Our recent “Truth about Wellness” study revealed that the age of wellness is well and truly upon us. Spending on wellness has doubled in the last decade, and will continue to grow at an impressive rate as the concept becomes further ingrained in our culture. In fact, it is a concept so rich with possibility that it is shifting from a perceived luxury to being considered a fundamental human right.
So what is this magical notion of wellness? When we asked people to personify wellness, they imagined a 34-year-old female, with a healthy BMI who most likely comes from Japan. In the U.S. and UK, she is happy and smiling, while in China she has rosy cheeks, and in Brazil she is clean and neat. However, there is one attribute that the world cannot agree on – is it easier to achieve wellness with or without children? Well, over a third of parents agree that it is easier to achieve wellness with children, a view not mirrored by singletons, I might add! So what is the relationship between wellness and parenting?
On one hand, the fulfillment and happiness that being a parent brings can be seen to elevate a person’s wellness. But on the other hand, the lack of “me” time to go to the gym or to simply unwind means that achieving optimum wellness can be a challenge as a parent. However, one thing that our research revealed is the very process of becoming a parent makes people more open to outside help. It is this more open stance that gives parents a different way into wellness. From the offset, they embrace the tools and new technologies that can help make their lives easier and save time.
With this in mind, over a third of parents already admit to relying on technology instead of their instincts when it comes to managing their health, something we would expect to rise with the burst of apps and sensors that make managing our health that bit easier. Similarly, they are more likely to trust WebMD over their doctor than their non-parent friends.

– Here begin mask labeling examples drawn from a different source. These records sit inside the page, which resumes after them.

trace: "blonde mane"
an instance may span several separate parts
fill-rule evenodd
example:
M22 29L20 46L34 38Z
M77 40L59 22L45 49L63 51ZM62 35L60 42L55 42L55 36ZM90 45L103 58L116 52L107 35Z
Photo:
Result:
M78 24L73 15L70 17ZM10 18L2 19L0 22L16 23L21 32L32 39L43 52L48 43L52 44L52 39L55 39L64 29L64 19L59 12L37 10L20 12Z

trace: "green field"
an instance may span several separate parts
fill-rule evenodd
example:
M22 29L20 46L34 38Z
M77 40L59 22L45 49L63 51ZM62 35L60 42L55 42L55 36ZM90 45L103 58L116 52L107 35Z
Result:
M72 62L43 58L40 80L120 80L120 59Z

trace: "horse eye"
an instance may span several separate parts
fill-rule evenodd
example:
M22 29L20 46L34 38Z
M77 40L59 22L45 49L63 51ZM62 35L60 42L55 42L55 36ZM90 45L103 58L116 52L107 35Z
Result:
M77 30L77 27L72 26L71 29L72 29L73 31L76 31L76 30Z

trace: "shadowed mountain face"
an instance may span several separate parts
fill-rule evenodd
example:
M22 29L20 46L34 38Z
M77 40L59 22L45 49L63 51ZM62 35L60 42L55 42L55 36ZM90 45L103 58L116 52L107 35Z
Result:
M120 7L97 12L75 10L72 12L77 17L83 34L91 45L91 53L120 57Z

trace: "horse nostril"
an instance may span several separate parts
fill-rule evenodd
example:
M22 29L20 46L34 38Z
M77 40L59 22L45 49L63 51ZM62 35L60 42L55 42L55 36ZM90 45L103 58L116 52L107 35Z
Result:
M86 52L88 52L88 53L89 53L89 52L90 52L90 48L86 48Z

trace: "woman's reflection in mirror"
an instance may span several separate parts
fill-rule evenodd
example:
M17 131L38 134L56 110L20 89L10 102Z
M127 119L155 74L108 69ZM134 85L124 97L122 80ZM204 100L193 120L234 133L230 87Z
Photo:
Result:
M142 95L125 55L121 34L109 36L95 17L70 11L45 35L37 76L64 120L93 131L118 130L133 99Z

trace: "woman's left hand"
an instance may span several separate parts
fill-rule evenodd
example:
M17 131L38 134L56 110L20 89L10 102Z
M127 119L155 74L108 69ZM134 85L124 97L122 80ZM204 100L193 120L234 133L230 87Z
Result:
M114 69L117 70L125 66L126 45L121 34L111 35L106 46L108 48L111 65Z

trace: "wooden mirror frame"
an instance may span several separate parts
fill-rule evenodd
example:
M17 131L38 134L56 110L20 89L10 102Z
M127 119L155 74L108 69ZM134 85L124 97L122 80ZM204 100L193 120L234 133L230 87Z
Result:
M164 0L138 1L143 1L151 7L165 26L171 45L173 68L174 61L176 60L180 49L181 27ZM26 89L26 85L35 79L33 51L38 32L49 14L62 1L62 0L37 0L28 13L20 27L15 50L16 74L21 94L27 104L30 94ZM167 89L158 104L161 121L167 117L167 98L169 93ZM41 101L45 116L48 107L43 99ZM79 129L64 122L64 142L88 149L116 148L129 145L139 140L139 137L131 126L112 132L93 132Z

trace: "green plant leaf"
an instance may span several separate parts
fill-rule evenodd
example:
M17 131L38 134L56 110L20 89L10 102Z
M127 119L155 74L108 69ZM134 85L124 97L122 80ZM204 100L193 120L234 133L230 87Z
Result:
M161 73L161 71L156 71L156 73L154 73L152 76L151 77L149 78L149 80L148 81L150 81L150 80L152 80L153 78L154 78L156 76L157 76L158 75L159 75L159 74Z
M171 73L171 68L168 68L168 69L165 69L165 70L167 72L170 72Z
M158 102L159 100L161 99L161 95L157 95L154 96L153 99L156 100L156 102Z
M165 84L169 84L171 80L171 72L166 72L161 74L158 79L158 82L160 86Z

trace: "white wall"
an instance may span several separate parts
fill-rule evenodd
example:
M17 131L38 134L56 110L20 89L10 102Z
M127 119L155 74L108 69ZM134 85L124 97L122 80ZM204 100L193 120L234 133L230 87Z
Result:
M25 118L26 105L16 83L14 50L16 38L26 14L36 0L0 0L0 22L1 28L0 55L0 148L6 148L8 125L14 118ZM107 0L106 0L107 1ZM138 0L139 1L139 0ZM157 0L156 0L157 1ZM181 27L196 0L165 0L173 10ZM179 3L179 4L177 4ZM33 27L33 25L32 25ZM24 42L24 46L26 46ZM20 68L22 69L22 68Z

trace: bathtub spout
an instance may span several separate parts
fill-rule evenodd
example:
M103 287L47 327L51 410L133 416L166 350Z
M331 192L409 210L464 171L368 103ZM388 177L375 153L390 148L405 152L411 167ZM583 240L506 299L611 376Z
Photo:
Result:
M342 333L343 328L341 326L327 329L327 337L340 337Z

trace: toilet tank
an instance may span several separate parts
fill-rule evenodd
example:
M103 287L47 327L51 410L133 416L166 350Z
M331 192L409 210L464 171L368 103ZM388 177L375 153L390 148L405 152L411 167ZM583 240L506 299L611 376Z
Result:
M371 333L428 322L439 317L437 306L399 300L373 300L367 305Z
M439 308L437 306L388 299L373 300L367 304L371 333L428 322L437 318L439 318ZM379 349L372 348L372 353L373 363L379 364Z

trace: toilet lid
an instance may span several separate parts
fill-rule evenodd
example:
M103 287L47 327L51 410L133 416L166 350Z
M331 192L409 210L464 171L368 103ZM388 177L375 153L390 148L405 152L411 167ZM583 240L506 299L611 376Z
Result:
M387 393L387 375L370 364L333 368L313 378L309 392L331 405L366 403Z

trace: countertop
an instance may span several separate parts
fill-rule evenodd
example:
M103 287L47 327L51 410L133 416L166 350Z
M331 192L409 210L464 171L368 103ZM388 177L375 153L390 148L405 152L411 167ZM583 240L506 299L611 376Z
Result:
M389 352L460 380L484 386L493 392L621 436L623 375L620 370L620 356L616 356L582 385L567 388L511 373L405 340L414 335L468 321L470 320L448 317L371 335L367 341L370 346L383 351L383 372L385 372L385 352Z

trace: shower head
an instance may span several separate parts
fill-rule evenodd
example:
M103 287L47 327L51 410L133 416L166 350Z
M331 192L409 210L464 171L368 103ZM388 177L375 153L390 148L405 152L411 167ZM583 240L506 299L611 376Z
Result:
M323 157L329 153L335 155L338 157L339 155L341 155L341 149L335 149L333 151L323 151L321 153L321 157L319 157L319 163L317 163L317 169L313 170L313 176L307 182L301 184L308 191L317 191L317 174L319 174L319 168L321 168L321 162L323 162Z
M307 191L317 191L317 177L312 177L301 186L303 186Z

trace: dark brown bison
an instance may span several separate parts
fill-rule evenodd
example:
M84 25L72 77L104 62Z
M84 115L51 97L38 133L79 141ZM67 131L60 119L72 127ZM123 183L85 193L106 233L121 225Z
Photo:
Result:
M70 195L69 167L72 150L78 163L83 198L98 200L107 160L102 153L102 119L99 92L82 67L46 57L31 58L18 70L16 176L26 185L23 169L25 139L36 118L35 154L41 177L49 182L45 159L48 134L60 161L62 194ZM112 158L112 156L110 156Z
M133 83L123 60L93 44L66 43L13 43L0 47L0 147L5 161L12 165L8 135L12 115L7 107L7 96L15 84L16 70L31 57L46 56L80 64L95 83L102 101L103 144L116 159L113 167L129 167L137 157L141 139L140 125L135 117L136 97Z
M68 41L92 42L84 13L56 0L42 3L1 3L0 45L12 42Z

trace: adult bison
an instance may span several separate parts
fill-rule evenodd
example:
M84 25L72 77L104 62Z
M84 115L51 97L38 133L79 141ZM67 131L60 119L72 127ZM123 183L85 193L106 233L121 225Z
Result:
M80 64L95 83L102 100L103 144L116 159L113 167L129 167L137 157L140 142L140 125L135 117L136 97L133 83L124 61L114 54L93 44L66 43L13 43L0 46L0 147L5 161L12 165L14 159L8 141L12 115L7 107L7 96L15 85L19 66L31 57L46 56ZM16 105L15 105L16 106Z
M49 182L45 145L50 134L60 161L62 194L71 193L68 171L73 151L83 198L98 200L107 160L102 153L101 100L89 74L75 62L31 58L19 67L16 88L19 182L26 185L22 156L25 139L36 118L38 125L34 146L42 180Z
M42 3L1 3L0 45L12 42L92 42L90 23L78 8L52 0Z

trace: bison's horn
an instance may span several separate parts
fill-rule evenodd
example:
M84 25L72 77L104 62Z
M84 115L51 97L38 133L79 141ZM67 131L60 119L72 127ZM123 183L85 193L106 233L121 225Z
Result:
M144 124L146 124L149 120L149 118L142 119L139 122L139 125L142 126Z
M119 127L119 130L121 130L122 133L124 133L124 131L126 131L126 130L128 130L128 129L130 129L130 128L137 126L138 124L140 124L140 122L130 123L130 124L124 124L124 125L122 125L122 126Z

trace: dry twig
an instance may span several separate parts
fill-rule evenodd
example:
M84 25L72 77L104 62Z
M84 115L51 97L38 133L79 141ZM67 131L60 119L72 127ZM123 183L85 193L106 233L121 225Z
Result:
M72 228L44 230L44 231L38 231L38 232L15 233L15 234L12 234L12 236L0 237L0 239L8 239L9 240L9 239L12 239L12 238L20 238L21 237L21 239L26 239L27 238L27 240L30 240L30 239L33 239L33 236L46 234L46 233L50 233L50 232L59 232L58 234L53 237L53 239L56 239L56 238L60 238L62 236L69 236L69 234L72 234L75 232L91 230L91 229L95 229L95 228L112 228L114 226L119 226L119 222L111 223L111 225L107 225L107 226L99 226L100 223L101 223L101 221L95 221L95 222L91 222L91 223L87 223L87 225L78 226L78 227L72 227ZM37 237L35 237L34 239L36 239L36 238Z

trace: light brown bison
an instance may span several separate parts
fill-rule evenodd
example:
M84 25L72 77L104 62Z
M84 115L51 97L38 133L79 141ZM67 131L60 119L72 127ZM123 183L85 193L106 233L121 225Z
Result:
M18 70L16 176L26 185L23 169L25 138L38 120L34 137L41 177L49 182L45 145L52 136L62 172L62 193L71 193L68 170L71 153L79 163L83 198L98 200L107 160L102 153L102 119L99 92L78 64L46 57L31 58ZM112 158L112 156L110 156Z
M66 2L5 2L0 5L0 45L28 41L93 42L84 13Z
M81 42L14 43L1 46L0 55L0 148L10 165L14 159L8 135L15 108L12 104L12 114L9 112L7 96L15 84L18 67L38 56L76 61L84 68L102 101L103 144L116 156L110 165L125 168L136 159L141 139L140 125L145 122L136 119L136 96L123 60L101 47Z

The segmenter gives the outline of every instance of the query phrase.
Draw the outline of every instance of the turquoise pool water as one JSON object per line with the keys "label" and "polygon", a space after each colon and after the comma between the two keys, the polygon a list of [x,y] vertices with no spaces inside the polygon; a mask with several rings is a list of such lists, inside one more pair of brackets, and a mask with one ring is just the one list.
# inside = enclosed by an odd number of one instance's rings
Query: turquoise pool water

However, as we so often see with technology, it is not always plain sailing. Overall, parents are less likely to agree that technology is making the world more well in comparison to their childless counterparts. Indeed, this increased usage and reliance on technology make parents more wary, not less, of the effect it has on their lives; 40% of parents with children under 12 agree that the internet is making them nervous about their health, in comparison to the global average of 32%.
Interestingly though, the tensions we see around technology do not necessarily mean that parents are more cautious; if anything, parents become more pragmatic in their approach to wellness. They certainly have a more open attitude to the people and organizations that can benefit and influence their overall wellness. Firstly, parents are more likely to agree that they trust information from social networks more than their mother or doctor.
Secondly, they are more likely to agree that brands and the government should take more responsibility for helping to change people's overall wellness.
This crowdsourcing approach shows how actively engaged parents are when it comes to wellness, both for their children and themselves. In this light, parents are leading the way with their adoption of technology and multi-source approach. What’s more, 96% of parents agree that brands have a role to play when it comes to their wellness. This gives brands a renewed importance and value in the wellness conversation, and hopefully a role that can start to affect change for the better.